Inserting Rows documents
For Postgres, we can just list the data we want to insert in order. No column name needed.
insert into projects values ( uuid_generate_v4(), 'learn MongoDB', 'In Progress', current_date, current_date );
For MongoDB, it acts more like a key:value pair. Each attribute name should be included if they have a corresponding value.
db.projects.insert({ projectname:'learn MongoDB', status:'In Progress', created_dt: new Date(), updated_dt: new Date() })
Running queries
Let’s start with a simple select clause based on the data we just inserted:
select * from projects
And in MongoDB:
> db.projects.find().pretty() { "_id" : ObjectId("5ac4ec04210abcdf13c43ed7"), "projectname" : "learn MongoDB", "status" : "In Progress", "created_dt" : ISODate("2018-04-04T15:15:16.638Z"), "updated_dt" : ISODate("2018-04-04T15:15:16.638Z") }
The pretty() function translates the json output into a more readable format.

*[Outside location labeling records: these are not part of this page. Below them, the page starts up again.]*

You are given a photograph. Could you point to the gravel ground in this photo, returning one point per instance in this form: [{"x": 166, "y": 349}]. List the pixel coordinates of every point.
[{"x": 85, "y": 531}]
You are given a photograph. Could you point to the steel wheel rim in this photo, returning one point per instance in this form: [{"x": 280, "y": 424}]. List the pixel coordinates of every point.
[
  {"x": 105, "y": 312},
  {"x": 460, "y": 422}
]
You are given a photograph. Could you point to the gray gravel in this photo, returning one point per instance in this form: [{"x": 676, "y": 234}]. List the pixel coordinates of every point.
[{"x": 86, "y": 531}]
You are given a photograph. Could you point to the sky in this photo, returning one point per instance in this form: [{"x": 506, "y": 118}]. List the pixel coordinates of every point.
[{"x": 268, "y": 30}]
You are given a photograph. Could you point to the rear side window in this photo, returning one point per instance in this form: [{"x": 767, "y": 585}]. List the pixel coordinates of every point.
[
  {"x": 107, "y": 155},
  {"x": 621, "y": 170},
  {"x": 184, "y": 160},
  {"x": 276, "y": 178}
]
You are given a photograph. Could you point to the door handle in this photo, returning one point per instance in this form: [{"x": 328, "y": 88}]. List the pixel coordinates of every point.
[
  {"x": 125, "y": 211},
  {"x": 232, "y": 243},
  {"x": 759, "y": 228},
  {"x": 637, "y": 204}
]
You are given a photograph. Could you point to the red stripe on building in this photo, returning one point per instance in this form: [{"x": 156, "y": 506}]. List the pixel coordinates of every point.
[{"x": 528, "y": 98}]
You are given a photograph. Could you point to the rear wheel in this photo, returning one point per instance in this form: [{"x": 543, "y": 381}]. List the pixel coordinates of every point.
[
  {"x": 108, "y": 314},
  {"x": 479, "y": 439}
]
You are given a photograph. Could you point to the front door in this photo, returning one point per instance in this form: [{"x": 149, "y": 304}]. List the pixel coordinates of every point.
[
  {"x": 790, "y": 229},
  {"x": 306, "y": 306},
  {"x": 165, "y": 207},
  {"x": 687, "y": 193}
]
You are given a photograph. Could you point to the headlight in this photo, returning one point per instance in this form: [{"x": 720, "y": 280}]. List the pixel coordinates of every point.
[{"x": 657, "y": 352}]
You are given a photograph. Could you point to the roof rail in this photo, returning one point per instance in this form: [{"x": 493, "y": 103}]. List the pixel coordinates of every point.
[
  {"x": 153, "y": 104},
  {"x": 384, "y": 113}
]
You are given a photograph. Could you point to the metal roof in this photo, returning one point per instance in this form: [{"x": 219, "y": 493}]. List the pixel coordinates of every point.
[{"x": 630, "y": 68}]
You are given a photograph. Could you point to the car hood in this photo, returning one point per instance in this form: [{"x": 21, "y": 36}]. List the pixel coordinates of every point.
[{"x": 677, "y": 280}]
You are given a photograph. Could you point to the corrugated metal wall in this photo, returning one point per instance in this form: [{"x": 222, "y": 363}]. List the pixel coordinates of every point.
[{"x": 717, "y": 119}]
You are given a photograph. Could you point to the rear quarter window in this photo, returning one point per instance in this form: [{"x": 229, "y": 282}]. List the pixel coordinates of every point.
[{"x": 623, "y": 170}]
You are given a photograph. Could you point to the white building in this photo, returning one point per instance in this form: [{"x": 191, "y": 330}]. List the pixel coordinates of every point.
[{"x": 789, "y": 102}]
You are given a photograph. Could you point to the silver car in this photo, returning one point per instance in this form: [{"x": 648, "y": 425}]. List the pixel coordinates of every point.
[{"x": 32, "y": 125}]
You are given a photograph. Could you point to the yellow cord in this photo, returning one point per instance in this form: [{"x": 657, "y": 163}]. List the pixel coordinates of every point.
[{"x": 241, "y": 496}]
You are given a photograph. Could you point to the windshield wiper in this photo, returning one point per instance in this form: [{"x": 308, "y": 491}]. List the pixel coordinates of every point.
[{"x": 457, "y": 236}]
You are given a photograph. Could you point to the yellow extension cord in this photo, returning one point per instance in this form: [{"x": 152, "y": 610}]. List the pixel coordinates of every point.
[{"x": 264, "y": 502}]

So that’s easy enough. How about searching for data? Through the magic of Mockaroo, I now have over thousand records in both Postgres & MongoDB.
A note about Mockaroo: you’ll need to do some fancy search & replace to get the json format just right for mongoimport to work against it. For example, I had to get “new Date” functions in just the right places.
Let’s find a count of the Delayed projects. First in postgres:
select count(*) from projects where status = 'Delayed'
And in MongoDB:
> db.projects.find({"status":"Delayed"}).count() 551
So, you can see the same kind of key-value pair in the find-function that we had in the insert. Easy enough.
In a future blog, I’ll get into joins and ordering.